The mass became visible through the oculus a few moments later. It had risen with such velocity it was heated to red by its passage through the atmosphere. It spun end-over-end, thousands of metres long, trillions of tonnes of rock, a missile hurled at the exposed heart of the ork base. Rodolph watched it disappear into the uncompleted face of the assault moon.
It was small by comparison to the target, but so was a bullet fired into the body of a man. In the next instant, a fireball bloomed from the interior of the moon. It expanded far beyond the crescent edge, spreading until it was almost as wide as the moon. It was a sudden tumour, its uncontrollable growth killing the host. Fissures appeared across the partial globe. Fire leaked out of them. The moon was in agony.
‘Finish it,’ Rodolph said. ‘In the Emperor’s name, finish it.’
Much of the ork fleet had broken away from the Finality and formed a blockade around the open face. It was vaporised in the explosion. The path was clear for the battleship to complete its run and launch its full armament into the glowing interior.
Rodolph’s head cleared still further. He felt strength return to his body with the flush of victory.
But not all the orks had left. Those who remained kept on the attack. When the torpedoes slammed into the stern, Rodolph knew the worst before Groth told him. He felt the blow like a knife between the ribs.
‘The warp drive,’ he said.
‘Yes,’ Groth answered. ‘Breached.’
‘How long?’
She spoke into the ship’s vox. Rodolph was surprised there were any survivors left in the enginarium to answer her.
Groth looked at the oculus, then back at Rodolph. ‘Not long,’ she said. ‘But long enough.’
Rodolph nodded. They understood each other. ‘Better than any ordnance,’ he said.
‘A definitive blow. A fine victory, admiral. Well fought.’

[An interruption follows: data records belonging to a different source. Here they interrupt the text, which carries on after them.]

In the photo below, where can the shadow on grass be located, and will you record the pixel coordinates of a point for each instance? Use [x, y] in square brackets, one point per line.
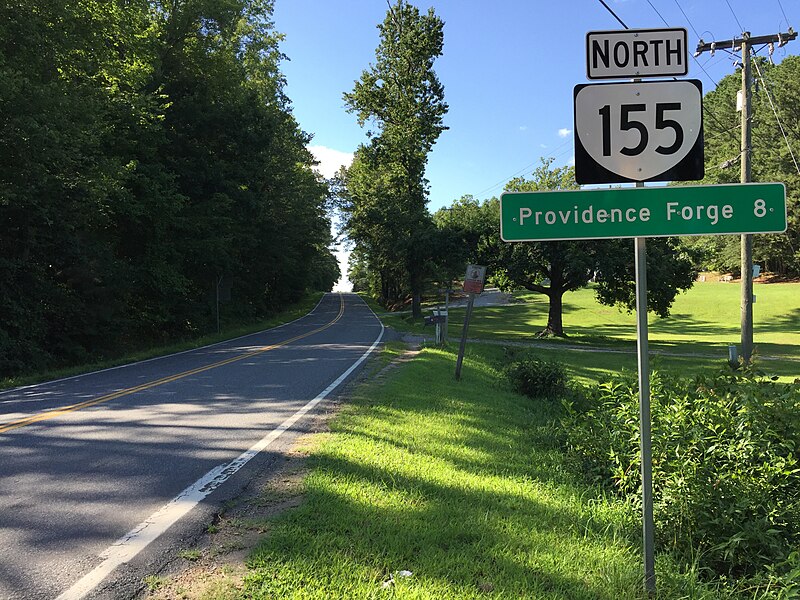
[460, 483]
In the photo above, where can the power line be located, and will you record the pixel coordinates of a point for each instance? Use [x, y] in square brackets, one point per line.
[784, 14]
[523, 169]
[777, 118]
[658, 13]
[741, 28]
[608, 8]
[685, 16]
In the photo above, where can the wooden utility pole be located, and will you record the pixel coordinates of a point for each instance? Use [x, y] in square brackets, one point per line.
[746, 42]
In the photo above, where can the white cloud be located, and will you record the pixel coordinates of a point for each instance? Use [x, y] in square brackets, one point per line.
[330, 160]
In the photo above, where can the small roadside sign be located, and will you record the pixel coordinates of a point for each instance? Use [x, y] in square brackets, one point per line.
[632, 53]
[474, 279]
[639, 131]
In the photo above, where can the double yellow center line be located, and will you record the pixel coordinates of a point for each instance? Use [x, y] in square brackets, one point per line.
[50, 414]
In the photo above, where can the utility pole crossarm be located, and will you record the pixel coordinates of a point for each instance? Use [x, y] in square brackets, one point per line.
[779, 38]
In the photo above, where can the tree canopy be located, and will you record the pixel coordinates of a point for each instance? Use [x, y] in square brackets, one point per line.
[148, 149]
[775, 110]
[555, 268]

‘And you, captain. And you.’
‘Signal the Mechanicus vessels,’ Groth called. ‘They should rejoin the Alcazar Remembered. Helmsman,’ Groth called. ‘Take us in. For the Emperor!’
The crew echoed her. ‘For the Emperor!’
All batteries firing their last, marking the void with the purging light of the Imperial Navy’s power, the Finality plunged through the remaining ork vessels, completing its run, fulfilling its destiny. Rodolph watched the open face of the moon reveal itself. He saw a honeycomb of madness, construction on a gargantuan scale burning, shattered, pulsing with mortal fire. The Finality entered the maw of the wounded giant, warp reactors about to go critical. It travelled through an immensity of caves natural and artificial, of hangar bays for entire armadas, bearing with it a sun about to be born.

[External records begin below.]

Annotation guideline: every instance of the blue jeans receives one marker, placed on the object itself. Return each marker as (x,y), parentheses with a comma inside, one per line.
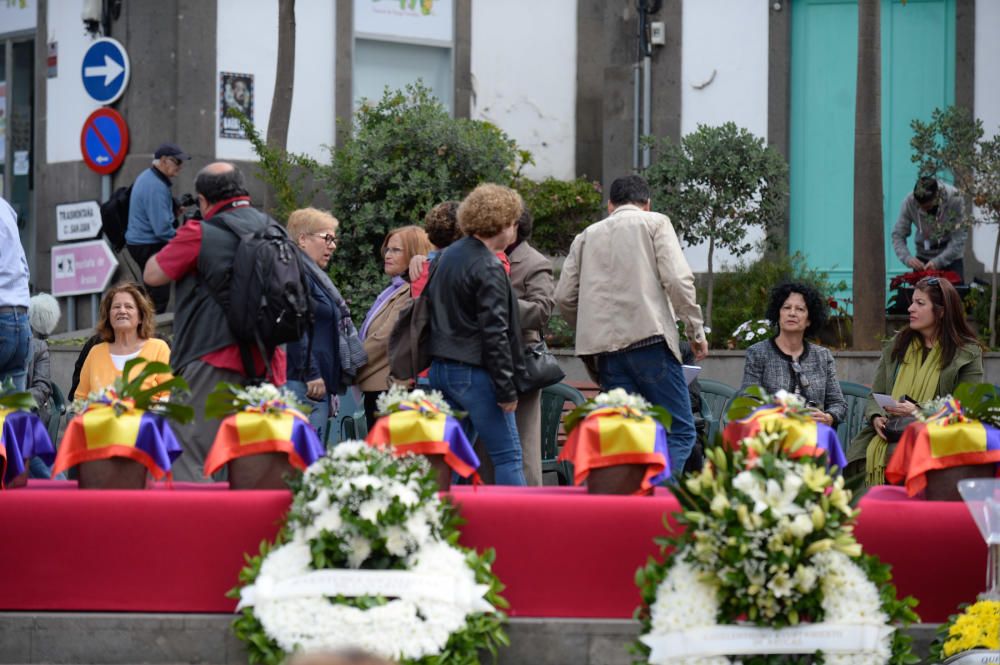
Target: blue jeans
(15,344)
(471,389)
(320,415)
(654,373)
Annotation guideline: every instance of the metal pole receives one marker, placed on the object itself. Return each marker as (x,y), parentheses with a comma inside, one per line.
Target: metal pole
(647,84)
(635,115)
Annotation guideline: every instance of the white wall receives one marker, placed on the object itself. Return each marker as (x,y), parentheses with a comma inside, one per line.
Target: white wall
(250,45)
(524,77)
(14,18)
(987,105)
(726,39)
(67,103)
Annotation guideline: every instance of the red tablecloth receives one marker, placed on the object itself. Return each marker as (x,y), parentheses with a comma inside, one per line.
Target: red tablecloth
(560,552)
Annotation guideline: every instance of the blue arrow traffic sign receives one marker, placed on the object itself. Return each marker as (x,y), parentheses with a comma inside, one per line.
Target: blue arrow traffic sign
(105,70)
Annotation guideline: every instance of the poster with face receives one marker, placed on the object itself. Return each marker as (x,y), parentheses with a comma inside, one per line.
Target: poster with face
(236,94)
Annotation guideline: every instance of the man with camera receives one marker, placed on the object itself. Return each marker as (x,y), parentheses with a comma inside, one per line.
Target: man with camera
(152,213)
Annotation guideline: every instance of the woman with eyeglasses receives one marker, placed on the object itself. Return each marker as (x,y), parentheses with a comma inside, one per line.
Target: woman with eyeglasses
(314,370)
(927,359)
(399,246)
(789,362)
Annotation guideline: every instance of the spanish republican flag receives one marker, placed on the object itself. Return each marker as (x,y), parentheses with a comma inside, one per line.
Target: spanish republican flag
(253,432)
(818,437)
(611,436)
(22,436)
(99,433)
(423,429)
(945,440)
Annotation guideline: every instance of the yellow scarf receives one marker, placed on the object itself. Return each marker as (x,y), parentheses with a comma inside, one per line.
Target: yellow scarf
(918,378)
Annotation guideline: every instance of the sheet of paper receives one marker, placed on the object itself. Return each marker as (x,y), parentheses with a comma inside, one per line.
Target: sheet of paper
(884,400)
(690,373)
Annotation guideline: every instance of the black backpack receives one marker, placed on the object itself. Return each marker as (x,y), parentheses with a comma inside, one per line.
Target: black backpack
(269,299)
(114,217)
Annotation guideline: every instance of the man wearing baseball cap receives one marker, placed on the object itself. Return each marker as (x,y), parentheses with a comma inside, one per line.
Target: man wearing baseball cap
(151,213)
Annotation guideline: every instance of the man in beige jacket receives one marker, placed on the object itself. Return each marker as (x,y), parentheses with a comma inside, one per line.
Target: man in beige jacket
(623,282)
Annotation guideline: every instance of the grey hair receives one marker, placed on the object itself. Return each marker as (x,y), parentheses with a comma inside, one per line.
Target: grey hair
(44,313)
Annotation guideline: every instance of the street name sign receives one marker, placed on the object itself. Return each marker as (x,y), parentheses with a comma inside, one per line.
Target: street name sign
(78,221)
(105,70)
(82,267)
(104,141)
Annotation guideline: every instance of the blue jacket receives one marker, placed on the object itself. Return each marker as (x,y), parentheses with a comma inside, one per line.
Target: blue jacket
(150,209)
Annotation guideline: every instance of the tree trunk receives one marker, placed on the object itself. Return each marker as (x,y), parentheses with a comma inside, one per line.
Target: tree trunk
(284,83)
(711,282)
(993,293)
(869,229)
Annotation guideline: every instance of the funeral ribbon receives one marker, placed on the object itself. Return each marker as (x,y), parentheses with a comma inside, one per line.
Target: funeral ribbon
(420,427)
(947,439)
(261,429)
(22,436)
(610,436)
(113,428)
(819,438)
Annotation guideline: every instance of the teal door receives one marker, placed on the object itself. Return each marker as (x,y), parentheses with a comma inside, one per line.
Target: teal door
(918,75)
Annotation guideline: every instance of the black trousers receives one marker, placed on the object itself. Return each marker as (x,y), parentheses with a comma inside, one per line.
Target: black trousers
(160,295)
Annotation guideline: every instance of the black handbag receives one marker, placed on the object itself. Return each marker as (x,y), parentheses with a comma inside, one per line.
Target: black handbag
(541,369)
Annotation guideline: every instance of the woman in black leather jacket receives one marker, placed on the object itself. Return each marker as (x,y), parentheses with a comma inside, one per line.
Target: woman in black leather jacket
(475,343)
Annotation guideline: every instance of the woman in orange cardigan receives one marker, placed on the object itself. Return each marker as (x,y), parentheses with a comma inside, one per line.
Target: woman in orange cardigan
(126,323)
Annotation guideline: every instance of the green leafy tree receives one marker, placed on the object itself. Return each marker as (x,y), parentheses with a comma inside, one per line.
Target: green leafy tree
(953,141)
(405,155)
(561,209)
(716,185)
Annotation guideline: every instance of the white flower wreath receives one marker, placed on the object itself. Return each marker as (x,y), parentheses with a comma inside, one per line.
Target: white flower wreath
(367,509)
(768,536)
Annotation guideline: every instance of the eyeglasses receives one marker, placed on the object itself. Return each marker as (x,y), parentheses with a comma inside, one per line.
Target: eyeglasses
(328,238)
(802,379)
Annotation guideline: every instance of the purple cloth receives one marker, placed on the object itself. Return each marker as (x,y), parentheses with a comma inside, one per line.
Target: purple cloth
(383,297)
(156,439)
(306,442)
(660,446)
(459,444)
(827,441)
(24,436)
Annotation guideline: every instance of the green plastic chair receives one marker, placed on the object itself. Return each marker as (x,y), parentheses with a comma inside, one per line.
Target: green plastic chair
(349,423)
(857,398)
(715,399)
(57,407)
(553,399)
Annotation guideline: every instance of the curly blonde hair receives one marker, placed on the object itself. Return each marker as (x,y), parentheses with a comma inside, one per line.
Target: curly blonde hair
(489,209)
(309,220)
(147,316)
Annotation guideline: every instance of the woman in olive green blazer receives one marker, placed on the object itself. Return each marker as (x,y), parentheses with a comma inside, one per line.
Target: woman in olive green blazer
(936,318)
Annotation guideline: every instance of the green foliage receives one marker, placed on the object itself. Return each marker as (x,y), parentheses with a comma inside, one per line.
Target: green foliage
(406,155)
(716,185)
(287,174)
(561,208)
(742,293)
(15,399)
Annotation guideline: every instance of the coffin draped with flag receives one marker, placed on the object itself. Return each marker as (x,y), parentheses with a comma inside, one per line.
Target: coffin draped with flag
(944,440)
(420,427)
(115,428)
(22,436)
(612,436)
(815,438)
(264,430)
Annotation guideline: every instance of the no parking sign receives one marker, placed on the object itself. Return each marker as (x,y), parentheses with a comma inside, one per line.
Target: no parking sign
(104,141)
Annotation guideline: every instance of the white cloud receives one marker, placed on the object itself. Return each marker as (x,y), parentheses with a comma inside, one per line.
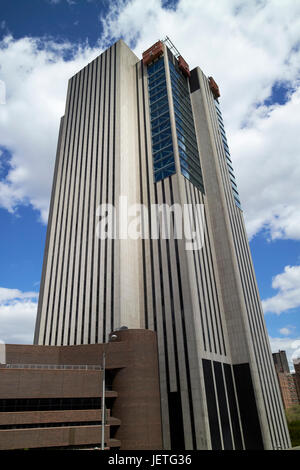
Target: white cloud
(246,46)
(17,315)
(36,75)
(289,345)
(288,296)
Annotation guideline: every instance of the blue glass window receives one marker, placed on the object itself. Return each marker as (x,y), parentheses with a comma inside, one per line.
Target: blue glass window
(162,145)
(227,155)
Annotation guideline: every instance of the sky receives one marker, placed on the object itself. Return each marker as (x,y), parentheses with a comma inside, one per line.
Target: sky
(251,48)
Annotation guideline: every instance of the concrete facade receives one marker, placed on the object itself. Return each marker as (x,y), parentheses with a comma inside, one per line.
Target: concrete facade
(215,364)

Rodolph gazed at what was about to be destroyed. The price he had paid for this vision seemed very little.
When the end came, in furious light, he was ecstatic.
He had taken one action. He had struck one blow. The power was building, raging, a beast about to slip its tether. Arouar’s grip on his omnipotence slipped. One more move, and then he must disengage. One more move, the one to bring an end to the power. The one Koorland had ordered him to make regardless of the situation in the canyon.
Arouar had no knowledge of the war below now. He had no knowledge of anything except the blinding absolute. So he took the action.
The Machine is all. Death to the blasphemy of the xenos machine.
Vulkan felt the change in the tremors. He felt how deep they went. He knew what was coming.
No more waiting, then. Culmination was at hand.
Koorland ducked beneath the ork dreadnought’s swing. The thing’s forearm was as long as he was tall, and it ended in a vice of revving killsaws. Another arm came in lower on the same side. Koorland stepped in closer, avoiding the saws but not the blow itself. It knocked him to the right, into the grasp of the two right arms. The claws seized him. The saws dug into his armour. He maglocked his bolter and with his free hand took a krak grenade from his belt, throwing it at the dreadnought’s viewing slit. The explosive attached itself to the metal and went off, damaging the ork’s shell.